Jorge G. Castañeda
El jueves pasado se suponía que el Senado mexicano aprobaría la minuta de la reforma laboral enviada por la Cámara de Diputados. El encargado morenista en la Cámara alta, Napoleón Gómez Urrutia, se había comprometido a ello, por una muy buena razón. El período de sesiones termina el 30 de abril, o sea mañana, y existe la virtual obligación de aprobar la reforma laboral antes del receso para que el Congreso de Estados Unidos comience ya sus deliberaciones al respecto.
Pues no se pudo, y ahora parece probable, por no decir indispensable, que el Senado vote y ratifique el martes. Es probable que así suceda, pero convendría conocer las razones de la demora imprevista. Pueden consistir en reticencias de los partidos opositores sobre temas sindicales, o en dudas significativas por parte del empresariado en torno a algunas disposiciones impuestas por el gobierno de Trump.
En este último caso, el problema es a la vez sencillo y espinoso. Ya hemos comentado aquí que los Demócratas en el Congreso no sólo insisten en la incorporación exacta y completa del Anexo 23 (a) del T-MEC a la legislación mexicana, sino también en mecanismos adicionales para asegurar el cumplimiento de dicha legislación. No se muestran satisfechos con las disposiciones al respecto incluidas en el T-MEC; incluso encierran una buena dosis de escepticismo frente a medidas adicionales que se incluyeran en cartas paralelas, como en 1993.
Muchos empresarios mexicanos no vieron venir el Anexo 23 (a) y se amotinaron ante López Obrador a principios de año. Ese lance ya se superó, pero ahora viene otro, que puede haber ocasionado la posposición citada. Algunos demócratas, en varias cartas dirigidas a Robert Lighthizer, encargado de la negociación por parte de Estados Unidos, han insistido en lo que denominan la “solución peruana”. Podría ser la gota que derramara el vaso para el empresariado mexicano.

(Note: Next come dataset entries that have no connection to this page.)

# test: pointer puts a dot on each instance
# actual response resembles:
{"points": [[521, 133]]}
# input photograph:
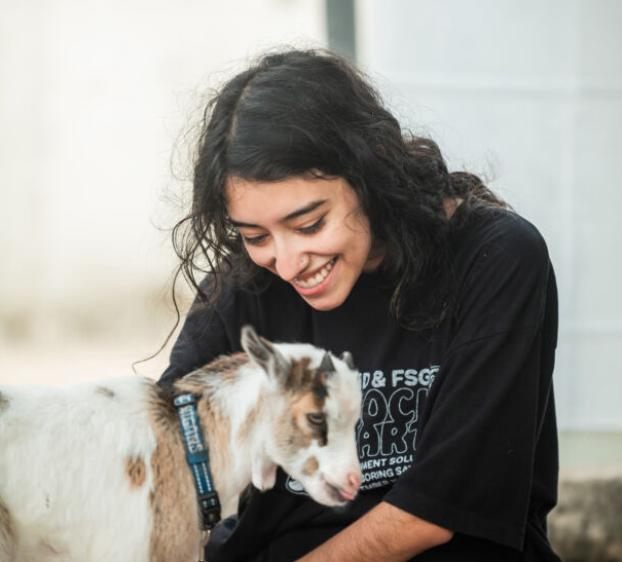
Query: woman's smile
{"points": [[314, 283], [309, 231]]}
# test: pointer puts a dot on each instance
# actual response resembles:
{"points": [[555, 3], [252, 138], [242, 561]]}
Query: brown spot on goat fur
{"points": [[310, 467], [7, 533], [136, 471], [308, 390], [251, 419], [105, 391], [226, 366]]}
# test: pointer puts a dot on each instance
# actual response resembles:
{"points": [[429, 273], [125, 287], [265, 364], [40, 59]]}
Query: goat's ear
{"points": [[263, 353], [346, 357]]}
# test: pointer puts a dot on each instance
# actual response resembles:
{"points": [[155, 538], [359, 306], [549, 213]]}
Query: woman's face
{"points": [[310, 232]]}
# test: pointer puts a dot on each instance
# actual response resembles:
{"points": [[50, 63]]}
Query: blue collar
{"points": [[197, 458]]}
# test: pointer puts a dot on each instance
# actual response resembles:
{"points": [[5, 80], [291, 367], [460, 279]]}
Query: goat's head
{"points": [[315, 403]]}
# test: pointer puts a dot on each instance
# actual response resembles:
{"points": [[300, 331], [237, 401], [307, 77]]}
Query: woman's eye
{"points": [[316, 418], [312, 227], [254, 240]]}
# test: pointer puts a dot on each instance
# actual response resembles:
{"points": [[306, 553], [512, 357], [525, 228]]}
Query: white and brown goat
{"points": [[97, 472]]}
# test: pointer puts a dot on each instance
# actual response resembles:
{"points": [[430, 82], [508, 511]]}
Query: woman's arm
{"points": [[385, 534]]}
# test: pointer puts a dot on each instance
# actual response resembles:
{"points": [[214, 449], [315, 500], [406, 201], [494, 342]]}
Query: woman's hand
{"points": [[385, 534]]}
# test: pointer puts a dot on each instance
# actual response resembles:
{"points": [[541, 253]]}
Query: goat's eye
{"points": [[316, 418]]}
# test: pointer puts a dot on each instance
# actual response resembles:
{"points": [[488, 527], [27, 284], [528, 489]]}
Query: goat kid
{"points": [[97, 472]]}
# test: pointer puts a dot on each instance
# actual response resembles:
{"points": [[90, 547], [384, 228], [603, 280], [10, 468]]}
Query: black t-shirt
{"points": [[458, 422]]}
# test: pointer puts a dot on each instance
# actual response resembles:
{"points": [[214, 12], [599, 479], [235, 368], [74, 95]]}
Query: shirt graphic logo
{"points": [[387, 430]]}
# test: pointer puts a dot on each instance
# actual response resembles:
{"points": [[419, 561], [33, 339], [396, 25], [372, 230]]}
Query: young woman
{"points": [[318, 219]]}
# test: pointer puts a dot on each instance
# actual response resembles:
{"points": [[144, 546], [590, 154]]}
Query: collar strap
{"points": [[197, 458]]}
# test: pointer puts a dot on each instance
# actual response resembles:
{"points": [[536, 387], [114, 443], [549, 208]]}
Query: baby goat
{"points": [[97, 472]]}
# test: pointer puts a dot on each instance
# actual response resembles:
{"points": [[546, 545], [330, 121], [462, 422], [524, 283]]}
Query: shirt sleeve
{"points": [[475, 455], [203, 337]]}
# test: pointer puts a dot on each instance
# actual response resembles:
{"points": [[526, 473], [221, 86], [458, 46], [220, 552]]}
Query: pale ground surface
{"points": [[64, 362]]}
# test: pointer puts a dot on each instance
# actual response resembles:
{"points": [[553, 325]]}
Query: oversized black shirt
{"points": [[458, 422]]}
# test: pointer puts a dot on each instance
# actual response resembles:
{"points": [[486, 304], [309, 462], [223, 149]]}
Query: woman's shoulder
{"points": [[488, 230]]}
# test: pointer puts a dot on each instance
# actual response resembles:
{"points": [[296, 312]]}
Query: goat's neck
{"points": [[233, 414]]}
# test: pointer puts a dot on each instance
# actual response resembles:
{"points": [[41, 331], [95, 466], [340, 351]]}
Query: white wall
{"points": [[94, 97], [529, 92]]}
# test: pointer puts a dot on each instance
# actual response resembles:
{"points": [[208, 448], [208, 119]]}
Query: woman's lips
{"points": [[314, 284]]}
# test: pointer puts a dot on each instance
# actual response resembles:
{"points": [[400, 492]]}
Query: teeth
{"points": [[317, 278]]}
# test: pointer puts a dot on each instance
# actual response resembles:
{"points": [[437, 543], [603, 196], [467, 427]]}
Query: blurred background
{"points": [[97, 105]]}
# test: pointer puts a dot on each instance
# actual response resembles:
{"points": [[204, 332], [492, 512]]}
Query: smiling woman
{"points": [[309, 231], [316, 218]]}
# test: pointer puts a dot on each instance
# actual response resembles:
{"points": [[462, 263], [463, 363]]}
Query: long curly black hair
{"points": [[300, 112]]}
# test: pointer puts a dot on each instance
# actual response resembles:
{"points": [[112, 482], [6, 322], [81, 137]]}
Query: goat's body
{"points": [[96, 472], [64, 473]]}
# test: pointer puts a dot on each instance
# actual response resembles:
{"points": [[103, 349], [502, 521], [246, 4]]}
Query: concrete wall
{"points": [[529, 94]]}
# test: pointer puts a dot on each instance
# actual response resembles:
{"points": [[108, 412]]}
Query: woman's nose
{"points": [[289, 262]]}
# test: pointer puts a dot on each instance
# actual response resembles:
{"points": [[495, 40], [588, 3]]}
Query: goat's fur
{"points": [[97, 472]]}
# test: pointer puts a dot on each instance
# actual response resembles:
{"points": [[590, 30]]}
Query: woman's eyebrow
{"points": [[294, 214]]}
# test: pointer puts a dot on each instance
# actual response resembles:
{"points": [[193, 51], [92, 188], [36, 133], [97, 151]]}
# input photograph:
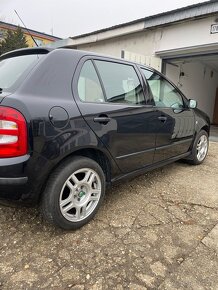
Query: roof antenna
{"points": [[26, 28]]}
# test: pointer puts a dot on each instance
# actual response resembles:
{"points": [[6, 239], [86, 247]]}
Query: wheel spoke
{"points": [[96, 191], [74, 178], [89, 177], [70, 186], [80, 194], [68, 207], [78, 213], [93, 198], [67, 200]]}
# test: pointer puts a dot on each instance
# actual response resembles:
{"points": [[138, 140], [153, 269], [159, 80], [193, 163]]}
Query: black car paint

Hasta donde entiendo, el Acuerdo de Libre Comercio entre Estados Unidos y Perú, que entró en vigor en 2009, incluye una serie de disposiciones en materia ambiental y forestal muy rigurosas. Comprenden la celebración de consultas obligatorias entre ambos gobiernos cuando cualquiera de ellos así lo solicite, sobre controversias que puedan surgir. Por otra parte, dispone que el mismo mecanismo, que puede incluir inspecciones in situ, se aplicará a otros temas del acuerdo, entre ellos, los laborales. En marzo de este año, Washington por primera vez exigió una consulta sobre la desaparición por el gobierno de Lima de OSINFOR, el ente autónomo forestal peruano. No le parece que desaparezca. Probablemente tenga razón, pero la pregunta queda: ¿una decisión peruana de esa naturaleza debe estar sujeta a consultas con Washington?
Todo indica que los Demócratas van a exigir un arreglo espejo –parte seguramente ya existe– de la “opción peruana” en el T-MEC. Algunos voceros simpáticos del gobierno de AMLO ya han anunciado que lo aceptarán, a condición de que México también pueda realizar inspecciones in situ dentro de Estados Unidos. Como diría su jefe: ¡Ternuritas! Van a mandar a cualquiera de los funcionarios extraordinarios y honestos de la Secretaría del Trabajo, por ejemplo.
Ya lo hemos dicho aquí: AMLO aceptará lo que sea para lograr el T-MEC, hasta que decida lo contrario. Para los mexicanos en general, lo peor de esta postura es la que obliga a hacer el trabajo sucio de Estados Unidos en nuestra frontera sur. Pero para los empresarios mexicanos, lo peor puede ser el Anexo23 (a), complementado por la “opción peruana”. Celebro, como dice mi amigo Joel Ortega, que el imperialismo haya impuesto la reforma laboral más profunda en México en quien sabe cuántos años. Pero si fuera empresario, no sé si aplaudiría.